Marie-Danielle Racourt
Marie-Danielle Racourt Journaliste livres

ROMAN | Dès la première page, le ton est donné: un père béninois vend son fils de 10 ans pour 23 euros. L’histoire débute au Bénin en 1965 et relate la vie de populations soumises au gré des coups d’Etat, la plupart militaires et dictatoriaux.

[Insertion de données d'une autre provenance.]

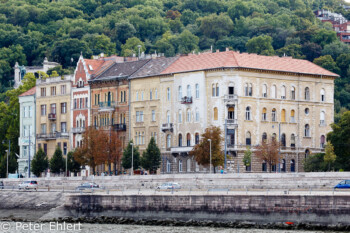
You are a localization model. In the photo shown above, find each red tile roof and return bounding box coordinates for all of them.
[84,59,105,75]
[19,87,36,97]
[161,51,339,77]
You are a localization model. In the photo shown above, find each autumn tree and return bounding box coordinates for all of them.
[255,140,281,173]
[105,131,122,175]
[189,126,224,173]
[324,142,336,171]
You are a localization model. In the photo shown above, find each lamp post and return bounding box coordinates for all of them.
[137,45,141,59]
[130,143,134,176]
[65,145,67,177]
[208,139,212,174]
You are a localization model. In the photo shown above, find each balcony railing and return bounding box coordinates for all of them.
[161,123,173,132]
[113,123,126,131]
[37,131,69,140]
[171,146,193,153]
[224,94,238,101]
[48,113,56,120]
[181,96,192,104]
[320,120,326,126]
[71,127,86,134]
[98,101,116,110]
[226,119,238,126]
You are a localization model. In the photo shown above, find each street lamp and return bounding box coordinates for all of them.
[208,139,212,174]
[130,143,134,176]
[137,45,141,59]
[3,140,10,178]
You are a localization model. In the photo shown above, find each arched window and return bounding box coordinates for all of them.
[167,87,171,101]
[248,83,253,96]
[305,149,310,158]
[304,124,310,137]
[281,159,286,172]
[281,109,286,122]
[262,132,267,143]
[195,133,199,145]
[195,108,199,122]
[320,111,325,125]
[167,111,170,123]
[291,86,296,100]
[262,160,267,172]
[216,83,219,96]
[291,159,295,172]
[305,87,310,100]
[281,133,286,147]
[321,89,325,102]
[187,133,191,146]
[187,109,191,122]
[187,84,191,97]
[272,133,277,141]
[179,160,183,172]
[178,134,182,147]
[290,110,295,123]
[244,83,248,96]
[320,135,325,148]
[262,84,267,97]
[291,134,296,148]
[212,84,215,96]
[262,108,267,121]
[187,159,191,172]
[167,134,171,148]
[245,107,251,120]
[195,84,199,98]
[178,110,182,123]
[178,86,182,101]
[228,107,235,119]
[246,131,251,145]
[272,108,276,122]
[214,107,218,121]
[166,159,171,173]
[281,85,286,99]
[271,85,276,98]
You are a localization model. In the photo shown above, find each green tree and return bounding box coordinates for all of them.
[121,37,145,57]
[246,35,274,55]
[49,146,65,174]
[122,140,140,172]
[322,41,350,60]
[82,33,116,56]
[67,151,81,176]
[276,44,305,59]
[312,29,337,48]
[199,13,234,40]
[175,29,199,54]
[313,55,340,74]
[31,147,48,177]
[114,20,136,44]
[324,142,336,171]
[243,146,252,171]
[141,137,161,174]
[303,153,327,172]
[228,0,250,21]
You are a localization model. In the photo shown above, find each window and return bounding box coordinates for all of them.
[320,111,325,125]
[63,142,67,155]
[305,87,310,100]
[229,86,234,95]
[271,108,276,122]
[178,134,182,147]
[304,124,310,137]
[51,123,56,133]
[167,134,171,148]
[186,109,191,122]
[195,133,199,145]
[216,83,219,96]
[262,132,267,143]
[136,91,139,101]
[41,124,46,134]
[187,85,191,97]
[271,85,276,98]
[281,85,286,99]
[244,83,248,96]
[195,84,199,98]
[166,160,171,173]
[214,107,218,121]
[121,91,123,102]
[178,110,182,123]
[155,89,158,99]
[228,107,234,120]
[187,133,191,146]
[61,122,67,133]
[321,89,325,102]
[246,132,251,145]
[291,110,295,123]
[150,89,153,100]
[124,91,126,102]
[245,107,251,120]
[272,133,277,141]
[249,84,253,96]
[291,134,296,148]
[281,133,286,147]
[262,84,267,97]
[195,109,199,122]
[23,146,28,158]
[291,159,295,172]
[320,135,326,148]
[167,88,171,101]
[212,84,215,96]
[61,102,67,114]
[23,125,27,137]
[291,87,295,100]
[29,106,32,117]
[41,88,46,97]
[179,160,183,172]
[85,97,88,108]
[262,108,267,121]
[140,111,144,122]
[23,106,27,118]
[61,85,66,95]
[50,104,56,114]
[141,91,144,101]
[152,110,155,121]
[51,86,56,96]
[167,111,170,123]
[281,109,286,122]
[262,161,267,172]
[178,86,182,101]
[305,108,309,115]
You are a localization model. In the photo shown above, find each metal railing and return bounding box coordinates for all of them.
[161,123,173,132]
[48,113,56,120]
[98,101,116,108]
[224,94,238,101]
[181,96,192,104]
[113,124,126,131]
[37,132,69,139]
[71,127,86,134]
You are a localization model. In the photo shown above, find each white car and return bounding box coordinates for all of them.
[18,181,38,191]
[157,182,181,190]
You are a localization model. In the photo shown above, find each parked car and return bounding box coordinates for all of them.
[76,182,99,191]
[334,180,350,189]
[0,181,3,189]
[157,182,181,190]
[18,181,38,191]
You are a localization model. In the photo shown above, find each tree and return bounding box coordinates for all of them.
[246,35,274,55]
[67,151,81,176]
[114,20,136,44]
[303,153,326,172]
[243,146,252,171]
[312,29,337,48]
[121,37,145,57]
[301,42,322,61]
[255,140,280,173]
[276,44,305,59]
[322,41,350,60]
[175,29,199,54]
[105,131,122,175]
[141,137,161,174]
[31,147,48,177]
[313,55,340,75]
[122,140,140,172]
[82,33,116,56]
[324,142,336,171]
[199,13,234,40]
[189,126,224,173]
[49,146,65,174]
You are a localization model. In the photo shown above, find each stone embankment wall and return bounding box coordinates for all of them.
[0,172,347,190]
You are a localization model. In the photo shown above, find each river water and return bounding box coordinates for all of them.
[0,222,342,233]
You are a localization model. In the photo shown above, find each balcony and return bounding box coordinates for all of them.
[224,94,238,102]
[71,127,86,134]
[171,146,193,154]
[161,123,173,132]
[98,101,116,111]
[320,120,326,126]
[36,131,69,140]
[113,123,126,131]
[48,113,56,120]
[226,119,238,127]
[181,96,192,104]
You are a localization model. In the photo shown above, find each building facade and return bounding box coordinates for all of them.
[35,75,72,159]
[18,87,36,177]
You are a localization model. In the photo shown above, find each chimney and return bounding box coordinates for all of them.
[216,49,219,53]
[226,47,229,51]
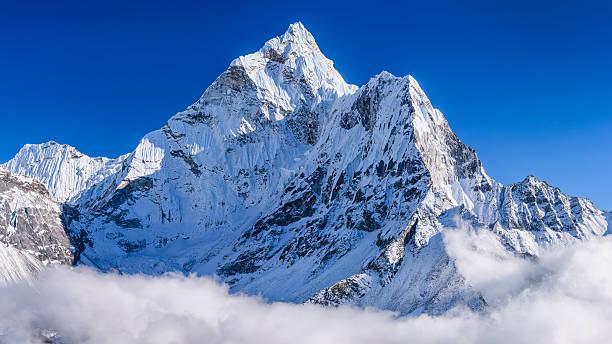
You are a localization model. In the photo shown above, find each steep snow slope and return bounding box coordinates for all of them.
[0,242,42,285]
[0,168,73,284]
[3,23,609,314]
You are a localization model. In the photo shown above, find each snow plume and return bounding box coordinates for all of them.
[1,232,612,344]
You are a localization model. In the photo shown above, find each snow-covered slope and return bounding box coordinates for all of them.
[0,168,73,284]
[2,22,609,314]
[0,242,43,285]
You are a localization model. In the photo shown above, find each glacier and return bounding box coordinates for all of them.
[0,22,609,315]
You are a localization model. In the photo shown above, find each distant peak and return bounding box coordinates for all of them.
[519,175,551,188]
[370,71,420,86]
[7,141,95,163]
[366,72,426,97]
[44,141,73,149]
[23,141,77,152]
[374,71,395,79]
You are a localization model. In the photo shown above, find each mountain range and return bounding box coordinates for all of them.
[1,22,609,315]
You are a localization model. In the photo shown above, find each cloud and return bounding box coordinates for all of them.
[444,228,612,343]
[1,229,611,344]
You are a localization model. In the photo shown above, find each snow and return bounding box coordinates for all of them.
[0,242,42,285]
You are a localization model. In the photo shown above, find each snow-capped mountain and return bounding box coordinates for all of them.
[0,168,73,284]
[1,22,608,314]
[2,141,128,205]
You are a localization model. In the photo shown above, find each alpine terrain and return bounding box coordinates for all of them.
[1,22,609,314]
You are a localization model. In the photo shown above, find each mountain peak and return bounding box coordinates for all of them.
[2,141,126,203]
[286,21,310,35]
[281,22,317,46]
[231,22,319,69]
[175,22,357,140]
[15,141,81,159]
[520,174,547,187]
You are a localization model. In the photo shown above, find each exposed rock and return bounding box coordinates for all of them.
[0,168,73,284]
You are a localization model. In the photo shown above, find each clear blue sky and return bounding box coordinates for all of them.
[1,0,611,209]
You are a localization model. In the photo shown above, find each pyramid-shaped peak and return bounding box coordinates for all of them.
[281,22,317,45]
[180,22,357,140]
[228,22,329,70]
[254,21,321,61]
[287,21,309,33]
[522,175,541,184]
[217,22,357,110]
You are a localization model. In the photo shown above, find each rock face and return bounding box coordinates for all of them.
[2,22,609,314]
[0,168,73,284]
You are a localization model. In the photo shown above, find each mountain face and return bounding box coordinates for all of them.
[0,168,73,284]
[2,22,609,314]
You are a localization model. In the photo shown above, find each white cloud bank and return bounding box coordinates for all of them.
[1,229,611,344]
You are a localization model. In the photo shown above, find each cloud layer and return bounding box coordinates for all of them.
[1,229,611,344]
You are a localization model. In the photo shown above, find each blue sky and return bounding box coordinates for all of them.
[1,0,611,209]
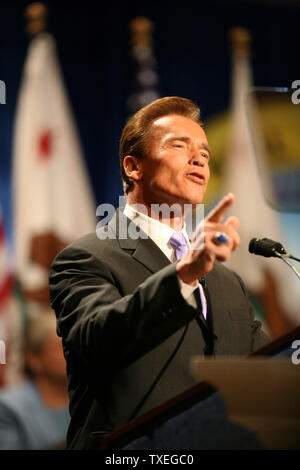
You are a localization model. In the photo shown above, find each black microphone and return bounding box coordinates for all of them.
[248,237,287,258]
[249,237,300,280]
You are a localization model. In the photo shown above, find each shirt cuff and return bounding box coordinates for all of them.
[178,277,199,309]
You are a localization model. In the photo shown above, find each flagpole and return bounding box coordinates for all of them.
[127,17,160,115]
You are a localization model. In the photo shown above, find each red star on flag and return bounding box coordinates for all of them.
[38,130,52,160]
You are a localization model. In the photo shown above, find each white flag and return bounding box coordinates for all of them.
[224,45,299,336]
[13,32,96,303]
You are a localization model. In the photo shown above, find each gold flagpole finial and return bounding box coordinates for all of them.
[24,2,48,36]
[129,17,154,46]
[229,27,251,57]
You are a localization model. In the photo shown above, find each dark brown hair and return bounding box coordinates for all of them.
[119,96,202,193]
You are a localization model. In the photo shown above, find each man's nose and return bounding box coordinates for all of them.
[189,151,204,167]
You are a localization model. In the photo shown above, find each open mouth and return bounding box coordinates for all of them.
[186,173,206,184]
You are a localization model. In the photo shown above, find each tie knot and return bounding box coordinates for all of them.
[169,232,188,260]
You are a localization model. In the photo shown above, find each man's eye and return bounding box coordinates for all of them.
[201,153,209,160]
[173,143,185,148]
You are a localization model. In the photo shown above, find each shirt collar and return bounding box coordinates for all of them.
[123,203,190,251]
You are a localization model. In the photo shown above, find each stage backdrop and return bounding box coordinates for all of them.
[0,0,300,318]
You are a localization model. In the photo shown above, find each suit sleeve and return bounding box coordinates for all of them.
[49,245,198,375]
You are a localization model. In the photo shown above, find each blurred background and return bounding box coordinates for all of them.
[0,0,300,445]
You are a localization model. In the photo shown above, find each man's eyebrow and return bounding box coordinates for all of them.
[164,136,211,155]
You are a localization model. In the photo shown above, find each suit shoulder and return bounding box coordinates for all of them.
[212,261,238,279]
[210,261,247,293]
[51,229,120,267]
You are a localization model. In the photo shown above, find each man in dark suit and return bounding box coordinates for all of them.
[49,96,269,450]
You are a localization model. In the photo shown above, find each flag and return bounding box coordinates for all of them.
[223,29,299,339]
[13,32,96,305]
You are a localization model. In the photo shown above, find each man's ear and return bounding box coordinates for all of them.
[123,155,142,183]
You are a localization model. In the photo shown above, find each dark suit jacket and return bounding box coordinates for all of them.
[49,209,269,450]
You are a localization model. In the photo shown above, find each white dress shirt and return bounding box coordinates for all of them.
[123,204,207,317]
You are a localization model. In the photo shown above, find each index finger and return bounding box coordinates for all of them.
[205,192,235,223]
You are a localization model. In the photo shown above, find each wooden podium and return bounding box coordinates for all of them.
[101,327,300,450]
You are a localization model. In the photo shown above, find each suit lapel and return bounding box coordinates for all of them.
[111,208,171,274]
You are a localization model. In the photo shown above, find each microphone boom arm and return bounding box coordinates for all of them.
[289,254,300,264]
[275,251,300,281]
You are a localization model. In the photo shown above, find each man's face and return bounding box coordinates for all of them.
[138,114,210,206]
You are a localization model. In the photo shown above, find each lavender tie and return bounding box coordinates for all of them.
[169,232,188,261]
[169,232,207,319]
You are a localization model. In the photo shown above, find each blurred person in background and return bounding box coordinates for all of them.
[0,303,70,450]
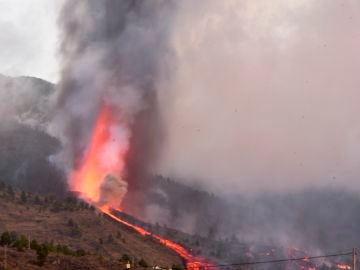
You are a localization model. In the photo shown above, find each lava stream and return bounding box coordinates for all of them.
[101,206,214,270]
[71,105,214,269]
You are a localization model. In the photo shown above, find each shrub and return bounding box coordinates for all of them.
[70,225,82,238]
[121,254,131,262]
[34,195,41,205]
[13,235,28,251]
[172,264,182,270]
[138,258,148,268]
[20,191,27,203]
[0,231,11,246]
[67,218,75,227]
[7,185,14,199]
[30,239,39,250]
[36,244,49,266]
[76,249,86,257]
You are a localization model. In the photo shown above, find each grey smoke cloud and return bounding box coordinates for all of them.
[54,0,175,207]
[158,0,360,194]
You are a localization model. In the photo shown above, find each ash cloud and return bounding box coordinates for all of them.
[139,0,360,254]
[54,0,175,208]
[52,0,360,253]
[158,0,360,195]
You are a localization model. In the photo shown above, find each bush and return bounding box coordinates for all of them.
[20,191,27,203]
[30,239,39,250]
[0,231,11,246]
[138,258,148,268]
[121,254,131,262]
[36,244,49,266]
[70,225,82,238]
[67,218,75,227]
[76,249,86,257]
[172,264,182,270]
[7,185,14,199]
[13,235,28,251]
[62,245,74,256]
[43,241,55,252]
[34,195,41,205]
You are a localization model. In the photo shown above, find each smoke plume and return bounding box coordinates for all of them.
[53,0,360,251]
[54,0,175,208]
[158,0,360,194]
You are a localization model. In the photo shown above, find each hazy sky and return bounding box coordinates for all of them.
[158,0,360,194]
[0,0,63,82]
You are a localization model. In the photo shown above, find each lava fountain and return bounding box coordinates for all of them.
[70,105,128,207]
[70,105,213,269]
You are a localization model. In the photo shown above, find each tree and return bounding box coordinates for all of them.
[67,218,75,227]
[21,191,27,203]
[34,195,41,204]
[30,239,39,250]
[0,180,5,190]
[70,225,82,238]
[76,249,86,256]
[172,264,182,270]
[121,254,131,262]
[107,234,114,243]
[36,244,49,266]
[138,258,148,268]
[0,231,11,246]
[14,235,28,251]
[7,185,14,199]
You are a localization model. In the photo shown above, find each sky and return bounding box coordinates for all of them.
[0,0,63,82]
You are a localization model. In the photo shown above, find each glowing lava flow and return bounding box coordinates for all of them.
[101,206,214,270]
[337,264,351,270]
[71,105,214,269]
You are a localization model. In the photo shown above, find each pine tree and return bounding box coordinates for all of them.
[7,185,14,199]
[21,191,27,203]
[36,244,49,266]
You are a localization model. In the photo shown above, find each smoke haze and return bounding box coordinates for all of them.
[158,0,360,194]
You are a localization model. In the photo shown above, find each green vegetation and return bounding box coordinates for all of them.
[120,253,131,262]
[138,258,148,268]
[20,191,27,203]
[0,182,94,213]
[0,230,87,267]
[36,244,49,266]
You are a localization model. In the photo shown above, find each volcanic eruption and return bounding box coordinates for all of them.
[54,0,213,268]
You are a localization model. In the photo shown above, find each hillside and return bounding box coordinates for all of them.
[0,183,183,269]
[0,74,66,195]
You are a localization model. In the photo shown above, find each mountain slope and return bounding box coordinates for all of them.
[0,186,183,269]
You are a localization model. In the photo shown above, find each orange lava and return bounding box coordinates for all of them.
[337,264,351,270]
[101,206,214,270]
[71,105,214,269]
[70,105,126,202]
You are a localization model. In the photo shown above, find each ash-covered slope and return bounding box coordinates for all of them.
[0,74,65,194]
[0,186,183,269]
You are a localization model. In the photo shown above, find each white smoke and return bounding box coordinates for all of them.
[98,174,128,209]
[158,0,360,195]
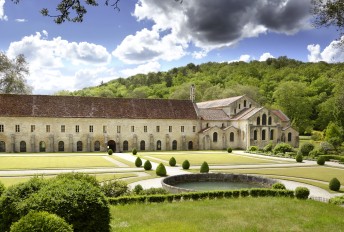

DE RYAD ASSANI-RAZAKI, ÉDITIONS LIANA LEVI, 327 PAGES. ****

ROMAN | Dès la première page, le ton est donné: un père béninois vend son fils de 10 ans pour 23 euros. L’histoire débute au Bénin en 1965 et relate la vie de populations soumises au gré des coups d’Etat, la plupart militaires et dictatoriaux. Après une domination infligée par une colonisation à la dérive, c’est à présent au tour des chefs africains de semer la terreur. Dans ces luttes fratricides survivent quelques personnages hors normes: Zainab, qui a compris très jeune que seule l’indifférence la sauverait, ou encore Hadja, qui se réfugie dans l’Islam pour mettre une distance entre sa propre personne et les vautours qui la convoitent. Et puis, entrent en scène nos trois « héros »: Alissa, Toumani et Iman. Alissa s’incline devant les choix de ses parents, elle se soumettra à son futur époux désigné et, par anticipation, à ses enfants. Toumani, le fils vendu, est celui pour qui Alissa quitte la voie tracée par le destin. Réduite à un instrument qui ne sert qu’à « façonner », elle réalise trop tard que ce sacrilège est dangereux, voire fatal dans un pays où « une femme n’a aucune valeur si elle n’a pas un homme ». Quant à Iman, il est « une coquille vide » qu’il cherche à remplir par les autres. Renié par son père européen, puis par sa mère, il doit se reconstruire alors qu’au Bénin, « penser à demain est penser à long terme, et le long terme, c’est un luxe ». Ce roman extrêmement sombre et bouleversant, mené par six voix narratives, est un cri déchirant de détresse qui remue les tripes.